Die OECD-Beschwerden gegen europäische Baumwollhändler

Usbekistan – Textilindustrie – Zwangsarbeit

Die Menschenrechtssituation in Usbekistan ist mehr als besorgniserregend. Usbekistan gilt als eines der repressivsten Regime der Welt. Das Recht auf freie Meinungsäußerung ist stark eingeschränkt. Menschenrechtsverteidiger*innen und Journalist*innen werden schikaniert, geschlagen, strafrechtlich verfolgt und inhaftiert. Folter und andere Misshandlungen werden in der Strafjustiz systematisch eingesetzt. Die Zwangsarbeit von Kindern und Erwachsenen in der Baumwollernte unter Einbeziehung von Millionen Menschen wird staatlich organisiert.

Fall

Über Jahrzehnte hinweg hat die usbekische Regierung jeden Herbst die Schließung hunderter Schulen angeordnet. Zwischen 1,5 und 2 Millionen Kinder, aber auch Lehrer*innen, Staatsangestellte und Arbeitnehmer*innen aus der privaten Wirtschaft wurden jedes Jahr vom Staat gezwungen, wochenlang unter prekären Bedingungen Baumwolle zu ernten. Auf internationalen Druck hin hat die usbekische Regierung 2012 zwar weniger kleine Kinder zur Ernte gezwungen. Dafür hat sie jedoch die zwangsweise Mobilisierung von Kindern ab 15 Jahren und von Studierenden und Erwachsenen drastisch erhöht. Auch die Repressalien gegen diejenigen, die sich gegen diese Praxis zur Wehr setzen, sind stark ausgeweitet worden.

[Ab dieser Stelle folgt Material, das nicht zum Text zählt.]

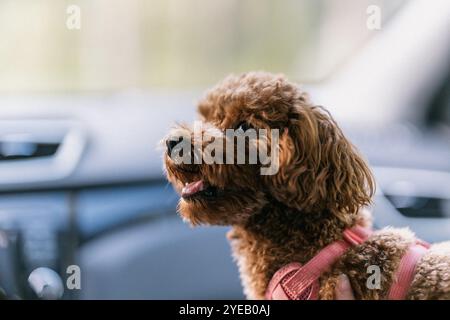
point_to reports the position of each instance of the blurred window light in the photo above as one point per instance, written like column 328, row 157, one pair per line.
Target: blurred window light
column 180, row 44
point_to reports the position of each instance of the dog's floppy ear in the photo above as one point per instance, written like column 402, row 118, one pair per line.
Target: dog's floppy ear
column 318, row 167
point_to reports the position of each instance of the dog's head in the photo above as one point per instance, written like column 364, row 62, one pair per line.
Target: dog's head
column 316, row 167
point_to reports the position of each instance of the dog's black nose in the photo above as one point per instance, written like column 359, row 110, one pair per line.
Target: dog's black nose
column 171, row 143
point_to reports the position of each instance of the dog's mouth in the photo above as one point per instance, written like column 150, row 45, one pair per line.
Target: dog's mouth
column 198, row 189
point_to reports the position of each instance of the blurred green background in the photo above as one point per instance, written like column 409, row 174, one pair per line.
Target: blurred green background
column 175, row 44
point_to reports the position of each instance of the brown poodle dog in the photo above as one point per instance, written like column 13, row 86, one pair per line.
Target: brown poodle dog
column 320, row 189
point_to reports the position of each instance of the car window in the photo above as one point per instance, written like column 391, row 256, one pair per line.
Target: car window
column 175, row 44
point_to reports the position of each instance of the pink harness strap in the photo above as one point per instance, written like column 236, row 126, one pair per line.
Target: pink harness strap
column 404, row 275
column 297, row 282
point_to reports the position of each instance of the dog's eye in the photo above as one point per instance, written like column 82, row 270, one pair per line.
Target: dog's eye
column 244, row 126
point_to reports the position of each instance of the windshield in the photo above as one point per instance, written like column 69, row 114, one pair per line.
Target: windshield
column 175, row 44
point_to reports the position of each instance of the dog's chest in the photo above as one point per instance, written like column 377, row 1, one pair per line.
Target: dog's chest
column 258, row 259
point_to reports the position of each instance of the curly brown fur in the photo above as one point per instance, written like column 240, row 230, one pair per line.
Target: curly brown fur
column 321, row 188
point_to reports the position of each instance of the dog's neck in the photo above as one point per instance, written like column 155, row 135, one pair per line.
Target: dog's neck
column 305, row 232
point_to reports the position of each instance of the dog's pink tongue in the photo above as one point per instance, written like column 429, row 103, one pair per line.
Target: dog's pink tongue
column 192, row 188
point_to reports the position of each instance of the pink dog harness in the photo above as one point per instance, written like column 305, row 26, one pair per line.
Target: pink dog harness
column 297, row 282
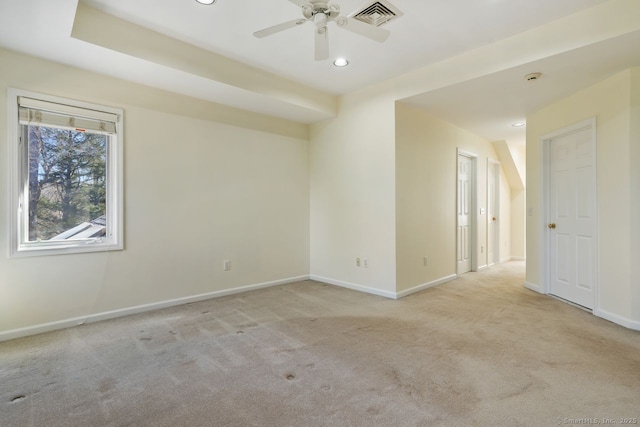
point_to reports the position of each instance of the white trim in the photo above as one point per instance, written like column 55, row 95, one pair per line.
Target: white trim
column 355, row 287
column 115, row 188
column 473, row 238
column 67, row 323
column 424, row 286
column 622, row 321
column 495, row 165
column 533, row 287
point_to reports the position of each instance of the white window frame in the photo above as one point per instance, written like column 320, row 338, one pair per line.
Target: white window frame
column 18, row 223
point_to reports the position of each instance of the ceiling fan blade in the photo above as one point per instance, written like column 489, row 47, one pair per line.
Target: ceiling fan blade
column 365, row 30
column 322, row 44
column 277, row 28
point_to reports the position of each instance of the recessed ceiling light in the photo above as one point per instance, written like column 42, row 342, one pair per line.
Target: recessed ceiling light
column 340, row 62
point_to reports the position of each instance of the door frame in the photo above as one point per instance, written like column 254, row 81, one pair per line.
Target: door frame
column 495, row 165
column 473, row 234
column 545, row 261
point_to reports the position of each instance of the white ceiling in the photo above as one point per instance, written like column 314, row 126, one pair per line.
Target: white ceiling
column 428, row 32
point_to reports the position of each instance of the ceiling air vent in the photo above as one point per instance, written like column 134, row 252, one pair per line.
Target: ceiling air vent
column 377, row 14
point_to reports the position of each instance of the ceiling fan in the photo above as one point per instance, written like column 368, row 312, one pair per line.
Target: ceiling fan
column 320, row 13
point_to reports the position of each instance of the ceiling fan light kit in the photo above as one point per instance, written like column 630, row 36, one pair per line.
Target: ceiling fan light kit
column 321, row 13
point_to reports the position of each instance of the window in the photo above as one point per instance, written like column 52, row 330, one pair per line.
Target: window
column 65, row 175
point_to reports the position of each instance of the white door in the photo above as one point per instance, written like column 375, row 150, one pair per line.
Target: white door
column 572, row 215
column 493, row 210
column 464, row 213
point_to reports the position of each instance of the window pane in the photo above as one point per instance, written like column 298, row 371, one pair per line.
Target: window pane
column 66, row 183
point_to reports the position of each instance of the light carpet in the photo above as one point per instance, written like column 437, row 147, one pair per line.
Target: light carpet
column 478, row 351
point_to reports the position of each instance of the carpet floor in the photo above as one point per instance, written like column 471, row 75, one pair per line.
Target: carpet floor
column 478, row 351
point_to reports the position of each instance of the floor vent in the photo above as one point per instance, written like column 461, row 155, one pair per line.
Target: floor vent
column 377, row 14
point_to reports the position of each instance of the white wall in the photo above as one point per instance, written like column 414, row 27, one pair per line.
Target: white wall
column 197, row 191
column 610, row 102
column 426, row 163
column 353, row 196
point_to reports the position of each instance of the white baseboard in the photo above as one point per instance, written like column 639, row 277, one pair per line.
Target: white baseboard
column 424, row 286
column 533, row 287
column 355, row 287
column 67, row 323
column 622, row 321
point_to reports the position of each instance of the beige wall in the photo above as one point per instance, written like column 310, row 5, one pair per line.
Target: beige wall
column 426, row 162
column 634, row 159
column 353, row 196
column 518, row 224
column 197, row 191
column 608, row 101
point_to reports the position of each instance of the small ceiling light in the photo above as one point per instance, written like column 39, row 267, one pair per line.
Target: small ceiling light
column 340, row 62
column 533, row 77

Usbekistan ist einer der größten Baumwollexporteure der Welt. Baumwolle erbringt dem Land jährlich über eine Milliarde US-Dollar und damit etwa 20 Prozent des Bruttoinlandproduktes. Ursache für das große Ausmaß von Zwangsarbeit, die einen Verstoß gegen Konvention 105 der Internationalen Arbeitsorganisation (ILO) darstellt, ist die monopolistische und planwirtschaftliche Organisationsform der Baumwollindustrie, die eine Quotenregelung für das ganze Land vorsieht. Kinder, die unter diesen Bedingungen arbeiten, leisten unter Verstoß gegen Konvention 182 der ILO „schlimmste Formen der Kinderarbeit“. Der Großteil des erzielten Gewinns fließt in die Hände der Eliten rund um die usbekische Regierung. Bauern und Bäuerinnen, Arbeiter*innen und die Familien der Kinder hingegen profitieren nicht davon.

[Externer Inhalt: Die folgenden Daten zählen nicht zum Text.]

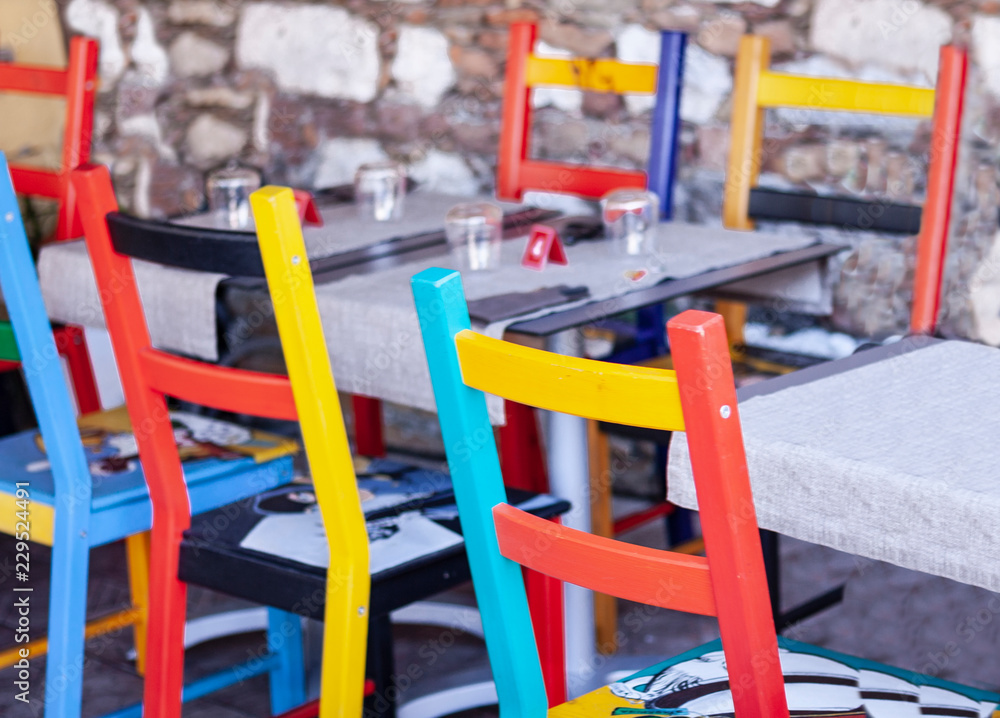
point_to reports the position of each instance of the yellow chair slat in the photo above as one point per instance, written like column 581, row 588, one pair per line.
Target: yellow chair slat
column 616, row 393
column 42, row 519
column 348, row 581
column 601, row 75
column 775, row 89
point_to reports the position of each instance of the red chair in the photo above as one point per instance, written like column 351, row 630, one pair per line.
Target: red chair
column 750, row 673
column 148, row 377
column 78, row 84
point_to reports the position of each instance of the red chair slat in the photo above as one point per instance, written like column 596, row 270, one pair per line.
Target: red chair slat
column 39, row 182
column 33, row 78
column 601, row 564
column 236, row 390
column 932, row 243
column 590, row 182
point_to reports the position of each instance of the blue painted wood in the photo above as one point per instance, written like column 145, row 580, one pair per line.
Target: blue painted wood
column 89, row 513
column 284, row 641
column 70, row 474
column 475, row 473
column 667, row 121
column 210, row 683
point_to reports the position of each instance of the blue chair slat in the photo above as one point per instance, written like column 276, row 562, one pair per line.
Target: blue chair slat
column 667, row 121
column 478, row 483
column 90, row 510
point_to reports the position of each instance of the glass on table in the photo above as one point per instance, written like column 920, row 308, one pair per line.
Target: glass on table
column 229, row 190
column 630, row 218
column 380, row 190
column 475, row 231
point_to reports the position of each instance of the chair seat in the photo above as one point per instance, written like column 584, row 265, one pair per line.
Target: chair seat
column 120, row 497
column 817, row 681
column 275, row 550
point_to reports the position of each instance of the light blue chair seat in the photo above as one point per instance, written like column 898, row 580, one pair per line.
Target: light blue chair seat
column 120, row 501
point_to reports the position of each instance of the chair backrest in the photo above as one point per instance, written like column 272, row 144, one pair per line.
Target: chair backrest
column 517, row 172
column 42, row 366
column 308, row 394
column 78, row 84
column 699, row 398
column 347, row 586
column 757, row 88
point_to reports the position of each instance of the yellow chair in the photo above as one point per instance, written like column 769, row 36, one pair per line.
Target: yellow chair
column 347, row 587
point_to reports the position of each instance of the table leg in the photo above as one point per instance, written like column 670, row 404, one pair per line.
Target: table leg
column 568, row 479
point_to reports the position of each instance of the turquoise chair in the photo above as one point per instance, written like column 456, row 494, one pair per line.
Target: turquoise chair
column 74, row 509
column 750, row 672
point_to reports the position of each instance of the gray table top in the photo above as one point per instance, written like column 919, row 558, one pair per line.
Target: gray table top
column 888, row 454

Die ILO hat das Land wiederholt aufgefordert, eine unabhängige Mission unter Beteiligung von internationalen Regierungsvertreter*innen, Gewerkschaften und Arbeitgeberverbänden mit ungehindertem Zugang zu den Baumwollfeldern zur Beobachtung der Ernte ins Land zu lassen. Obwohl Usbekistan die einschlägigen ILO-Konventionen ratifiziert hat, wurde dies bisher verweigert.

Kontext

Das ECCHR setzt sich auf unterschiedlichen Wegen dafür ein, dass die politischen und wirtschaftlichen Interessen westlicher Akteure die Menschenrechte in Usbekistan nicht wie bisher untergraben, sondern dass Deutschland, die Europäische Union und die Internationale Arbeitsorganisation Menschenrechte stärken und verantwortliche Akteure zur Verantwortung ziehen. So hat das ECCHR Strafanzeige gegen usbekische Regierungsangehörige wegen massiver Menschenrechtsverletzungen erstattet und später Beschwerden bei der Organisation für wirtschaftliche Zusammenarbeit und Entwicklung (OECD) gegen europäische  Handelsunternehmen eingelegt, die unter Verletzung internationaler Standards usbekische Baumwolle beziehen.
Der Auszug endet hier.